Durham High School is a former high school in Durham, North Carolina, United States. Their school colors were Maroon & White and their mascot was the Bulldogs.

==History ==
From 1906 to 1922, Central High School, located on Morris Street, served Durham city's white high school students. Central High School's building would be converted to Durham's City Hall, and is now the home of the Durham Arts Council. In 1922, the newly constructed Durham High School would replace Central High School, on property that once belonged to Brodie L. Duke.

During racial segregation, Durham High School was a high school for whites in the city of Durham. The high school for African Americans was Hillside High School. In 1959, Durham High School began integration under then Superintendent of Schools, Lew W. Hannen.
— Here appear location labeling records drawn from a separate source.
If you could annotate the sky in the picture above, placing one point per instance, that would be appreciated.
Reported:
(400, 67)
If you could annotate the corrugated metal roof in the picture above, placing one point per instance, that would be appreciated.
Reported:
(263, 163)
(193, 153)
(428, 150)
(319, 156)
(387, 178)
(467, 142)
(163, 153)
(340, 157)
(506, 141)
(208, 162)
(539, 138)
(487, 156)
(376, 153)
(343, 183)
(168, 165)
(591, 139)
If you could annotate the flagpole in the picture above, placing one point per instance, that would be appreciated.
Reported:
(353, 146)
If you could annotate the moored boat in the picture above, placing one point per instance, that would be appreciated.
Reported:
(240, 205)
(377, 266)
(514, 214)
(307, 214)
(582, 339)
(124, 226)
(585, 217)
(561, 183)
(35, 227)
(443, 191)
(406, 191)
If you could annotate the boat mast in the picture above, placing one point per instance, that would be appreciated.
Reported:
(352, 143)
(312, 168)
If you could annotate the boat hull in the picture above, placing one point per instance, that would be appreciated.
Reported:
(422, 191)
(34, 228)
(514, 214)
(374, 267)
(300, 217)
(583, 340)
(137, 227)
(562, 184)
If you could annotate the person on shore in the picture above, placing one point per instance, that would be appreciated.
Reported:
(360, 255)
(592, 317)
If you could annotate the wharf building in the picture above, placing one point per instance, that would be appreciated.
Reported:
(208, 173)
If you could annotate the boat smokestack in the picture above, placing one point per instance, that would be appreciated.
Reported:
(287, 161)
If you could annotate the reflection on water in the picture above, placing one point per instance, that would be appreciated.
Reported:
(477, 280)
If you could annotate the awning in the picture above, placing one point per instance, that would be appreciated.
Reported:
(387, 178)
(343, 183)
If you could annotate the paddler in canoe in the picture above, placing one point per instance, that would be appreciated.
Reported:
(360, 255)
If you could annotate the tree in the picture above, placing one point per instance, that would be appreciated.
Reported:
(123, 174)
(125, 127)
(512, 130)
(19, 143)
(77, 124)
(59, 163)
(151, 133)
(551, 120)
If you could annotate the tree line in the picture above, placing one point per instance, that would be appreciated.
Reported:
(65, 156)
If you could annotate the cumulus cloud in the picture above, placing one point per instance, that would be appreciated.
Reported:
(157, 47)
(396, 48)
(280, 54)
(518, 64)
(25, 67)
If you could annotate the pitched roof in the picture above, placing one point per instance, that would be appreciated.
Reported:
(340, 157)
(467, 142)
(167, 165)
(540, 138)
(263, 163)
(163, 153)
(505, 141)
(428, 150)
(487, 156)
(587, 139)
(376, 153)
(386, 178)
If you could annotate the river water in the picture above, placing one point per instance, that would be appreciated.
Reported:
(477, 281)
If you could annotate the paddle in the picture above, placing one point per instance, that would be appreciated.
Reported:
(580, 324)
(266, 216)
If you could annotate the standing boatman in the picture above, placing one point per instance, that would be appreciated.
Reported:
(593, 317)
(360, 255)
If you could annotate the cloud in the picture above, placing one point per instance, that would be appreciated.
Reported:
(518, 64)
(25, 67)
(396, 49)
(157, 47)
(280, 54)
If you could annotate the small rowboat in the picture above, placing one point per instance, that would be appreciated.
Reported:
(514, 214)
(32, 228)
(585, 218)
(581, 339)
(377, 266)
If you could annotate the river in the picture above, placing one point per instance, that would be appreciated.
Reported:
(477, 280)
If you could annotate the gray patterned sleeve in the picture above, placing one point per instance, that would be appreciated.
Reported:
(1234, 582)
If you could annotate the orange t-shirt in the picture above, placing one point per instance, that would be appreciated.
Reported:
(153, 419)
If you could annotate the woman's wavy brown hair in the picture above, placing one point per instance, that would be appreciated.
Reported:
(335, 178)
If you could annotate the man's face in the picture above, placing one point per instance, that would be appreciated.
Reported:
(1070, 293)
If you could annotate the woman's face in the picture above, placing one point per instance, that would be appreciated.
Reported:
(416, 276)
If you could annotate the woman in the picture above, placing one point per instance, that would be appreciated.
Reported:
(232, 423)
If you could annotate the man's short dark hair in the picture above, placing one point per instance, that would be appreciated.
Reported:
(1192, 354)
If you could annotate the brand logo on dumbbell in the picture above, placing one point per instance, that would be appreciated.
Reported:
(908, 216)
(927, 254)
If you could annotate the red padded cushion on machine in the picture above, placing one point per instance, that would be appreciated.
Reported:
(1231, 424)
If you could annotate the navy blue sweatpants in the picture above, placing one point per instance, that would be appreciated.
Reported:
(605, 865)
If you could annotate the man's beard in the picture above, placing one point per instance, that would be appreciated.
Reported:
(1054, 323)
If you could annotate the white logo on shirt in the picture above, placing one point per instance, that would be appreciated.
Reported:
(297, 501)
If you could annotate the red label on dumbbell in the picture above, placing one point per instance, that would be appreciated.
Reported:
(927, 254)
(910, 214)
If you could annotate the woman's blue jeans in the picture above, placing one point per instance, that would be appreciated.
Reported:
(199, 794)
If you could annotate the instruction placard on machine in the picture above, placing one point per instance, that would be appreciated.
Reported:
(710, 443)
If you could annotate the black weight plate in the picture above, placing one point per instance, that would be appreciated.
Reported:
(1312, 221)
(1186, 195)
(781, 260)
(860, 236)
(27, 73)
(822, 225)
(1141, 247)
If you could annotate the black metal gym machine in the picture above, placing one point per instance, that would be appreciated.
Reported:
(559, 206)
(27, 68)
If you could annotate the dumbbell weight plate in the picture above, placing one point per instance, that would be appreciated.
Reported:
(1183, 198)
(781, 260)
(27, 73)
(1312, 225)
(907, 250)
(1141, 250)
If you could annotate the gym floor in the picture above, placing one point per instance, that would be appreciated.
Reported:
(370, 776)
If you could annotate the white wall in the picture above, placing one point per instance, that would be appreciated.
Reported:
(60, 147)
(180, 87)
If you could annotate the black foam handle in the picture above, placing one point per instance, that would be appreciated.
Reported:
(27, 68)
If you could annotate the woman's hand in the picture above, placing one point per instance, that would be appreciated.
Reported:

In 1959-60 African Americans Joycelyn McKissick, a senior, and Claudette Brame, a junior, enrolled.

Located next to Durham High School, was Central Junior High School, which opened in 1926. The building was later renamed Julian S. Carr Junior High School in 1945. The junior high became part of the Durham High School campus in the fall of 1975, when the school district expanded high schools to include grade 9. (Prior to that year, Durham junior highs included grades 7-9 and high schools served grades 10-12.)

By the 1980s, Durham High School was no longer a majority white school.

In 1992, the Durham City and County School Districts merged to become Durham Public Schools. Durham High School would close as a traditional high school in 1995.

In 1995, Durham Magnet Center for Visual and Performing Arts opened, and was later renamed Durham School of the Arts. The former Durham High School campus now makes up part of the Durham School of the Arts campus, along with the site of the former Carr Middle School. The former Durham High School auto shop, is now Durham School of the Art's Black Box Theatre.

==Athletics==
Durham High's football team won five state championships between 1938 and 1945, under Coach Cary Brewbaker. By the 1970s, the Bulldog football program built another powerhouse under Hal Stewart, and later under James "Bump" Elliott, during the late 1970s and early 1980s.

Durham High was also known for its basketball program as well. Durham High led North Carolina in most Boys Basketball State Championships with 13, before New Hanover High School surpassed them. During a three-year period, from 1937 through 1940, under Coach Paul Sykes, Durham High's basketball team compiled a phenomenal record of 73 straight wins. Included in those wins, were championships in the Duke-Durham Invitational Tournament and the Eastern Interscholastic Tournament at Glens Falls, New York. The premier player during this three year undefeated span was Horace "Bones" McKinney. The gymnasium at Durham High was later named for Coach Sykes.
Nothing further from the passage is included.